Dirinci lebih dalam, ada 32 startup mendapat investasi tahap awal (seed), 29 startup dapat seri A, dan 9 startup dapat seri B. Sektor startupnya yang paling banyak menerima investasi adalah fintech sebanyak 29 startup, 14 startup e-commerce, dan 9 startup media.

“Semakin banyak startup yang dapat investasi tahap lanjutan (seri B ke atas), akan semakin baik buat ekosistem karena bisa beri efek ke investasi di bawahnya. Sekarang memang masih kecil [jumlah startup yang dapat investasi lanjutan], tapi ini indikasi yang buat ke depannya.”

Tantangan masih sama

Tantangan yang dihadapi startup dari tahun ini dengan tahun lalu masih sama, terutama di masalah kekurangan talenta. Kebutuhan talenta yang tinggi tapi tidak ada ketersediaan yang cukup, akhirnya membuat startup harus rekrut dari luar negeri atau hijack dari perusahaan lain dengan menawarkan gaji yang tinggi.

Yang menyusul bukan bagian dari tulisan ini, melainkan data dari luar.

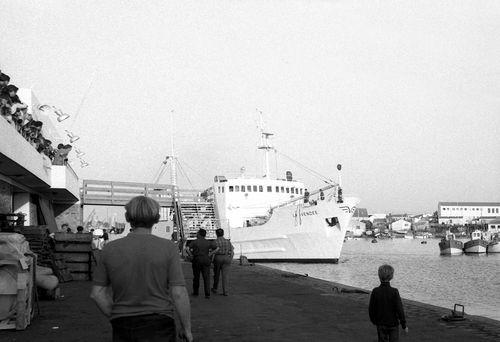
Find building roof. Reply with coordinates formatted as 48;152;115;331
352;208;368;217
438;202;500;207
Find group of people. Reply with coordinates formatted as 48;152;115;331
91;196;408;342
186;228;234;299
0;70;72;165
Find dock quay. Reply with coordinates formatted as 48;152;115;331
0;263;500;342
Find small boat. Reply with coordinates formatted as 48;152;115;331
486;234;500;253
439;232;464;255
464;230;488;253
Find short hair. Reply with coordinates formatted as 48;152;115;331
125;196;160;228
378;264;394;282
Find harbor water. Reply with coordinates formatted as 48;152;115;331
267;239;500;320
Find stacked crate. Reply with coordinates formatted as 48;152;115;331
0;236;36;330
54;233;92;280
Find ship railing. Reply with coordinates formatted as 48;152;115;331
183;218;229;240
212;172;302;183
270;184;337;210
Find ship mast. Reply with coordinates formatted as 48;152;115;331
257;110;274;179
167;110;177;187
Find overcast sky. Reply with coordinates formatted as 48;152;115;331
0;0;500;213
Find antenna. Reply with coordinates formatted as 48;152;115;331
167;109;177;186
257;109;274;178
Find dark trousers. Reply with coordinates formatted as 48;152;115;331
193;257;210;296
377;325;399;342
213;254;231;293
111;314;175;342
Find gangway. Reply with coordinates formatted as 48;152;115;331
81;180;220;240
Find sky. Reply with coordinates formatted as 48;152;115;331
0;0;500;213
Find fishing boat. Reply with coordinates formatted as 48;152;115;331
212;119;359;263
464;230;488;253
486;234;500;253
439;232;464;255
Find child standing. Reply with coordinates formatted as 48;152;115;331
368;265;408;342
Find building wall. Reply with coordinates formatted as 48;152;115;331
12;192;38;226
438;203;500;219
0;181;12;214
54;203;82;232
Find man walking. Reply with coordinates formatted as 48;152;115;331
212;228;234;296
188;228;218;299
90;196;193;342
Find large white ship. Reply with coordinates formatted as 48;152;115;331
208;121;359;263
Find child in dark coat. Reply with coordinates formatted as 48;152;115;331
368;265;408;342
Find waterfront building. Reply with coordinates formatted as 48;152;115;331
0;89;81;231
488;220;500;234
391;219;411;234
413;218;431;232
438;202;500;225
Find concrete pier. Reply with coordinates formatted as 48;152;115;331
0;263;500;342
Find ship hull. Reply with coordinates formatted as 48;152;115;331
439;240;463;255
230;198;358;263
464;239;488;253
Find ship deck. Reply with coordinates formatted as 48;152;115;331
0;263;500;342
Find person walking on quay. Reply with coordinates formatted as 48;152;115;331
90;196;193;342
212;228;234;296
188;228;219;299
368;265;408;342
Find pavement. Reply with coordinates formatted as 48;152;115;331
0;263;500;342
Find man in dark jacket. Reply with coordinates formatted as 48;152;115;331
188;229;219;299
368;265;408;342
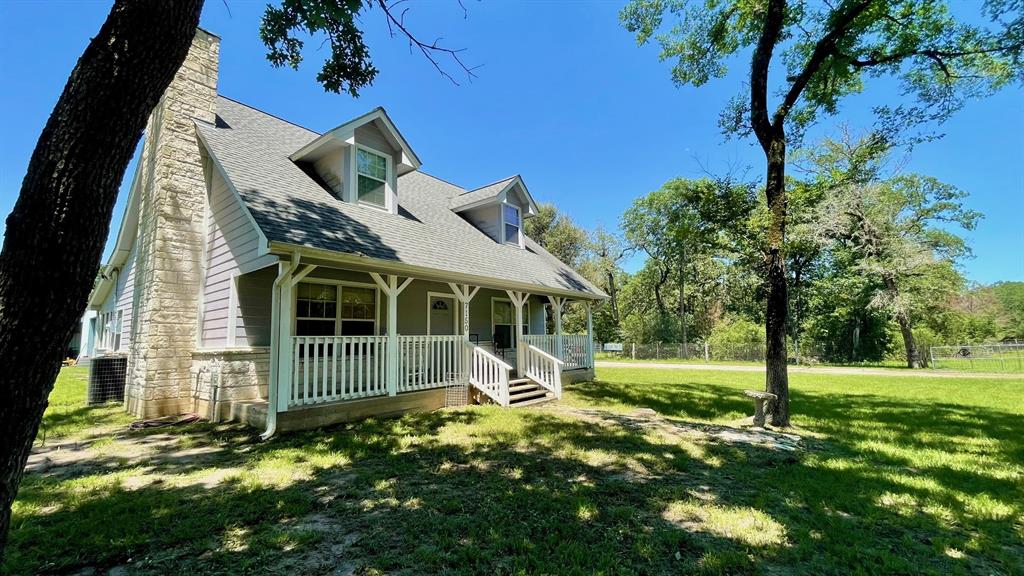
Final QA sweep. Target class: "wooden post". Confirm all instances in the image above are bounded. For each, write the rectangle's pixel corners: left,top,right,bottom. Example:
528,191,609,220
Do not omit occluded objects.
278,278,295,412
587,300,594,368
548,296,565,361
370,272,413,396
505,290,529,377
449,282,480,383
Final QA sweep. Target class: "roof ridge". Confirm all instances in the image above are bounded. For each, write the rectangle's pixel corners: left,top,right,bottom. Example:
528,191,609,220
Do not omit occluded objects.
217,94,324,136
410,170,468,194
466,174,519,194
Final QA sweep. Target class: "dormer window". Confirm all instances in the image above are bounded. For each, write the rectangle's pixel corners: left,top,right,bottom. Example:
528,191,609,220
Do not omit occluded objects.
355,147,390,208
502,204,520,246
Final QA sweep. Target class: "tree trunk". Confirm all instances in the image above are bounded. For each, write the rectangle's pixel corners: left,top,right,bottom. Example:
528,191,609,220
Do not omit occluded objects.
0,0,203,556
885,276,921,368
679,246,687,355
607,272,618,326
654,266,669,315
765,136,790,426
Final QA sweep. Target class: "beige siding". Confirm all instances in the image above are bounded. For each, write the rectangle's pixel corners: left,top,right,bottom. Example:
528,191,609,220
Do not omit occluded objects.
201,168,269,347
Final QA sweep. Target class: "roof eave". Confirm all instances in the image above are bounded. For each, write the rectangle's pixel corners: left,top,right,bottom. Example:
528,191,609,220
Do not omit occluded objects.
270,241,608,300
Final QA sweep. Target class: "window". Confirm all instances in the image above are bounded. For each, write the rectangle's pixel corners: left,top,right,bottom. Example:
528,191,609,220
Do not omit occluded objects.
502,204,519,245
355,148,388,208
341,286,377,336
295,284,338,336
96,310,124,352
490,298,529,348
295,283,377,336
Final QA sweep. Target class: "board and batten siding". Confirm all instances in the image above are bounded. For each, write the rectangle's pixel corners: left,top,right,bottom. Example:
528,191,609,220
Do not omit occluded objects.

Dari segi aturan pun masih ada beberapa tantangan yang perlu diselesaikan secara bersama. Namun, pendekatan yang dipakai oleh regulator yang menangani startup fintech cukup bagus untuk menyeimbangkan inovasi dengan regulasi. Seperti yang dipakai Bank Indonesia dengan menghadirkan BI Fintech Office dan meluncurkan aturan regulatory sandbox.

Proyeksi tahun depan

Menurut Rama, tahun depan akan kembali menjadi tahunnya fintech. Masih banyak sektor fintech yang memiliki ruang untuk dikembangkan, selain pembayaran. Secara industri keuangan, pemain incumbent lebih terbuka untuk berkolaborasi dengan startup fintech. Sehingga diperkirakan tahun depan akan semakin banyak pengumuman kolaborasi bisnis.

Bagi startup media, tahun depan hingga 2019 adalah tahun politik karena ada pilkada dan pilpres. Tentunya kondisi ini akan berdampak pada pemberitaan banyak media. Banyaknya startup media yang mendapat investasi pada tahun ini, diperkirakan adalah bentuk persiapan para investor.

Startup sektor lainnya seperti healthtech, perlahan-lahan mulai memperoleh perhatian. Terlihat dari mulai banyaknya startup yang mendapat investasi karena adopsinya yang mulai tinggi. Dari segi regulasinya, kemungkinan besar akan lebih kompleks daripada fintech karena ini kaitannya dengan nyawa.